Born in London of Anglican parents, his father being a merchant of good means in the city, he was educated first at St. Paul's School (London); then at Queen's College, Oxford. Having taken his B.A. degree, he subsequently received orders in the Anglican Church, in which he worked for five years as a curate. His first mission was in Barnstaple in Devon. Here he manifested High Church proclivities and took a vigorous part in ecclesiastical controversies in the local press. Getting into collision with his bishop on some points of doctrine, he left Devon and purchased a small proprietary chapel in a poor district in Pimlico, London. But his ritualistic views and practices here again brought him into conflict with his diocesan Charles James Blomfield, Bishop of London.

He was obviously drifting steadily towards the Catholic Church. The final impulse came from the perusal of an attack on the Jesuit Order in a volume entitled One Year in the Noviceship of the Society of Jesus by Andrew Steinmetz. He found the book unconvincing, and within half a year he converted to Catholicism, and some months later, in October 1852, he entered the Society of Jesus. He passed through his noviceship and philosophical studies in Belgium. His four years' theological course was divided between the English Jesuit Theological College, St. Beuno's in Wales, Rome, and Leuven. Ordained priest in 1859, he was appointed professor of theology the following year at St. Beuno's College. Two years later he was transferred to the chair of logic and general metaphysics at St. Mary's Hall, Stonyhurst.

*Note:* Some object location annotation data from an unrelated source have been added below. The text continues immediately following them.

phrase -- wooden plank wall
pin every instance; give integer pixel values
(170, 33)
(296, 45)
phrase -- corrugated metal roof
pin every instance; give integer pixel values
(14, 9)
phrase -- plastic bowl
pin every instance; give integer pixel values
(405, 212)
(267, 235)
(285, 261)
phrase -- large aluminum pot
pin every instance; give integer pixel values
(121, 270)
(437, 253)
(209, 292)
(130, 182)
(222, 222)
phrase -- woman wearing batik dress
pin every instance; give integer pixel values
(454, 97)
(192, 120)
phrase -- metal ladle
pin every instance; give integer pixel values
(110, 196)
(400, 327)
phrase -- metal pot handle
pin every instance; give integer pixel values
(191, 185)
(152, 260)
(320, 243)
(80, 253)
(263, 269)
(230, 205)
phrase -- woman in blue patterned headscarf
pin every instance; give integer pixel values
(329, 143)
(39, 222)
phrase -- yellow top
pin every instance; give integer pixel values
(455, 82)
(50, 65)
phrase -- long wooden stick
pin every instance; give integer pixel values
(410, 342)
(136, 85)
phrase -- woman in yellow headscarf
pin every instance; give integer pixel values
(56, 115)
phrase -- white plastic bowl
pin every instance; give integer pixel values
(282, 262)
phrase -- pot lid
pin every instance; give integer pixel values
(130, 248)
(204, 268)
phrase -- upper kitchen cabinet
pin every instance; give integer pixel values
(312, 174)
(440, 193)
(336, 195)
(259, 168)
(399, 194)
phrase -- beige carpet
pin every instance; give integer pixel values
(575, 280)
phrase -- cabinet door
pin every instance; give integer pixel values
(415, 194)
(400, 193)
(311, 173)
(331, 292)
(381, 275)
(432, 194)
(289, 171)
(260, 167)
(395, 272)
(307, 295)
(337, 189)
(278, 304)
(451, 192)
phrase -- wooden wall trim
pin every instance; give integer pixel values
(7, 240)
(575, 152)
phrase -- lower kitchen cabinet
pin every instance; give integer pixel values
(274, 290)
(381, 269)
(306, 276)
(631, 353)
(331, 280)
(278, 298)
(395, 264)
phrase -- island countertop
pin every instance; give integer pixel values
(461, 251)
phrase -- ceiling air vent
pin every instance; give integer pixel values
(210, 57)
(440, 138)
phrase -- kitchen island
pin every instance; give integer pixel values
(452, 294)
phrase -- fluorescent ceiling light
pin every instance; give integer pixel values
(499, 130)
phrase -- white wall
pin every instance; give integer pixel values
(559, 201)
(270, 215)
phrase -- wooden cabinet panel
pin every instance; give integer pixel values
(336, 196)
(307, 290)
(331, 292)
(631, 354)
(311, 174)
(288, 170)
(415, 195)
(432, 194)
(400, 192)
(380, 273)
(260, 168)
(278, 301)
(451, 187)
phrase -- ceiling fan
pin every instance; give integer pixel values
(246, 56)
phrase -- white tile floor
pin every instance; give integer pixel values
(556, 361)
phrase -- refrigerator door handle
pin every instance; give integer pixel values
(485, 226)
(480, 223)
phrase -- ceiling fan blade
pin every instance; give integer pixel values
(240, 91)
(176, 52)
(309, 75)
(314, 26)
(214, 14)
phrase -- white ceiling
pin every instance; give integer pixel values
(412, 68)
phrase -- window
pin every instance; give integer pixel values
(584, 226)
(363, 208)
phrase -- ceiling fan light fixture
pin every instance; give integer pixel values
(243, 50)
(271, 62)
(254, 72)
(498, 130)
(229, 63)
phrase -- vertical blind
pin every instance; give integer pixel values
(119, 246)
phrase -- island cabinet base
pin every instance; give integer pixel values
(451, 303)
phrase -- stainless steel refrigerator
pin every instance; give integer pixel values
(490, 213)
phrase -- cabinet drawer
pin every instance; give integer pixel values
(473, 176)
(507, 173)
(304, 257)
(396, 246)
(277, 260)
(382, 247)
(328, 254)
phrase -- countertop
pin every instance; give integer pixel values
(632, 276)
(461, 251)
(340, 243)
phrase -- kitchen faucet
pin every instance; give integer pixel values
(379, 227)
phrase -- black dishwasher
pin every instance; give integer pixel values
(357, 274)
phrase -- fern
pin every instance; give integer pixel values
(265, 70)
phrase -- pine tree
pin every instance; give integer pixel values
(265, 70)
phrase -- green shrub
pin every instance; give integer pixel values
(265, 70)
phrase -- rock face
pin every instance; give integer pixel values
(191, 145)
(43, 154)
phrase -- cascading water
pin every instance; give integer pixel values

A man of highly-strung nervous disposition and intense mental application, his health made frequent changes necessary. He returned after a short time to teach theology at St. Beuno's and subsequently worked on the mission for some years, achieving a high reputation as a preacher. During the last half-dozen years of his life he suffered from prolonged attacks of mental prostration, the malady at times assuming an acute form.

==Publications==
- Peace through the Truth, or Essays on Subjects connected with Dr. Pusey's Eirenicon, I (London, 1869), II (1874);
- The Metaphysics of the School, 3 vols. (London, 1879–1884).

In addition to these, he published several smaller works in booklet form. Amongst them were the following: "On Modern Principles"; "God the True the Good and the Beautiful"; "Manchester Dialogues"; "Lectures on Papal Infallibility". He also wrote a series of articles on John Henry Newman's Grammar of Assent, shortly after its appearance, though he did not esteem that book highly. His general approach was to anglicise scholastic terminology rather than to translate the concepts of the Schoolmen into the language of modern philosophical literature.